May. 19th, 2019

mrissa: (Default)

Review copy provided by the publisher.





This book is so timely that I can't even predict how someone will read the phrase "this book is so timely" in the gap between writing this review and posting it. So timely. You might want to read it for that reason. You might want to avoid it for that reason, but if so, definitely read it later, because this is good stuff. Wineapple does not fall into common historian traps like referring to white Southerners as simply "Southerners"; she is willing to state flat out when one of her subjects is known to be lying and when they might or might not have been lying but definitely were wrong.





The first section, about the Reconstruction before impeachment proceedings, made me think a lot about the essential problems of forming a civil society with people who don't think you're human. I feel that most American schools under-teach the Reconstruction. The end of the Civil War is presented as a triumph; the path to the Civil Rights movement sort of a hand-waving muddle. Culturally there is a focus on a narrative of progress: no longer slaves! full civil rights! Yay! Wineapple goes into clear and succinct detail on the sorts of crimes that did not end with the Civil War--in fact in some directions intensified--and their impact on Black Americans for more than 150 years. Even if you have some background in this material, she handles it well. It's very clarifying, too, how a person can consider themself to be on the right side--can even be, more or less, on what history will consider the right side--and still not have done the self-examination enough to grow in their treatment of other people, their perspective on others' needs. This book is a thorough demonstration of how choosing the right side is not enough, dreaming of a just nation is not enough.
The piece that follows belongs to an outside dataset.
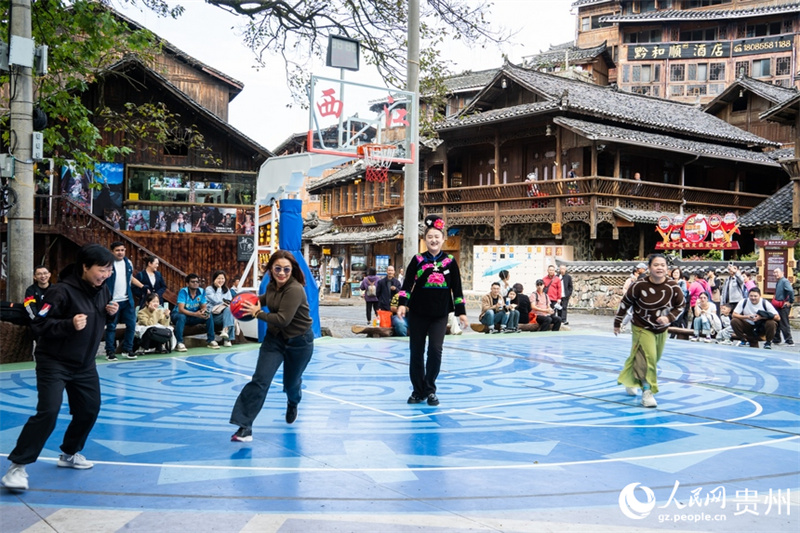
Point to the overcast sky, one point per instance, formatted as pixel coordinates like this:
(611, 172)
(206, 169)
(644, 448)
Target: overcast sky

There are characters in this narrative, compelling, astonishing characters. Thaddeus Stevens and his family of choice, Frederick Douglass, Vinnie Ream, Ulysses S. Grant and his incredibly touching friendship with William Tecumseh Sherman. No perfect people, but fascinating ones, well-drawn.





The impeachment itself is a parade of dead ends, times when people were ready to give up, things not making a lot of sense. It ends abruptly. But it's an incredibly useful perspective to have, in a century where Nixon and Clinton shape our view of censured presidents and what good censuring them does. You don't have to trust the process. It doesn't always result in the most justice for the most humans. But there are things that are worth doing even if they can't be completed. Even if there's still more to be done 150 years later. Having a torch to pass along is better than extinguishing it.





Also, Andrew Johnson: screw that guy, man. I have all sorts of more nuanced historical take here--and so does Brenda Wineapple, way more nuanced than mine--but really it's probably never a bad moment to roll your eyes at that guy. Blech.


mrissa: (Default)

Review copy provided by the publisher.





This is a really interesting work of SF criticism focused on the Dark Other, specifically on Black girls/women on the peripheries of popular media properties. Thomas takes the lessons of the title works and others and uses them as exemplars of larger issues in the genre. She deliberately eschews the old-fashioned academic convention of obscuring/abstracting the critic's voice: she is coming from a very specific place as a late Gen X Black woman from Detroit, and she explicitly (as well as implicitly with her prose choices) rejects the idea of some universal construct called "the reader" who can stand for every reader. This is extremely constructive.





In addition to the titular works, Thomas spends a fair amount of time on the TV show Merlin and also on both the TV show and the book series The Vampire Diaries, examining the ways visual adaptations of preexisting material interact with fan expectations. She has deep roots in fanfiction fandom and is not afraid to use that experience as a lens in this work.





Frankly I think a lot of white SFF writers could benefit from seeing Thomas's perspective laid out in detail with examples. The power of "I didn't realize I was doing that, and I'd prefer not to" is pretty strong, and it has to be in the face of "I don't worry about that kind of thing."